The place I recently re-discovered Woody’s quote was in the regular Newsletter I receive from my personal trainer.  I wouldn’t call myself a gym ‘junkie’ by any means and periodically, life gets so complicated that I just don’t show up.  But the interesting thing is that over time, despite some attendance lapses, the physical changes I want are happening … postural awareness, good bone density, a little more resilience, flexibility, muscle strength … fewer aches and discomforts and so on.

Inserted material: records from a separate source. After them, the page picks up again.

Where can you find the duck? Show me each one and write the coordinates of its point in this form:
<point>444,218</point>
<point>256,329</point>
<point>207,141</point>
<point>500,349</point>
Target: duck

Showing up at the gym makes home exercise easier.  Showing up builds enthusiasm; it reminds me of why I’m going there and what I want from doing so.  It triggers alternatives like the mornings are too dark for walking right now but I can complete an extra sequence or two at home.   Showing up reminds me that being there is a special time just for me – the same as my time for ‘stillness’ each day and my regular singing lesson.  And even though on some occasions, I really have to ‘make’ myself go to the gym, I know I’ll always enjoy the experience and leave feeling great!

The effort of making ourselves do something is really part of discipline and whether we like it or not, discipline at some level is essential to success. If Woody didn’t show up on the film set nothing would happen – right?    Or our sporting heroes wouldn’t be collecting trophies or bringing home medals.  If we don’t show up at breakfast, then what might happen to the rest of the day?

And the discipline of showing up means other things, too.  Like maintaining some order in everyday life, keeping contact with our precious friendships and achieving the completion of tasks – even the less exciting ones like tidying cupboards.

Best of all, ‘showing up’ means that we are fully present to the energy that makes any event we participate in something of higher value.  This is a feature we are reminded of time and again by those people who attend Stillness sessions regularly: ‘my meditation is so much better when I come here … the calm in the room is palpable … it’s like coming home …’  These are comments we are really proud to hear and we welcome you all for maintenance visits because we always want to hear of your success and greater contentment.

Here at the Centre we often quote the discipline of ease which was Ainslie Meares’ way of describing the practice of Stillness Meditation. On this occasion I’d like to re-frame that idea as the discipline of success.  Because success, in whichever form it may take, always brings a chunk of happiness.  If you want success in achieving your hopes and dreams and personal freedom, remember to show up!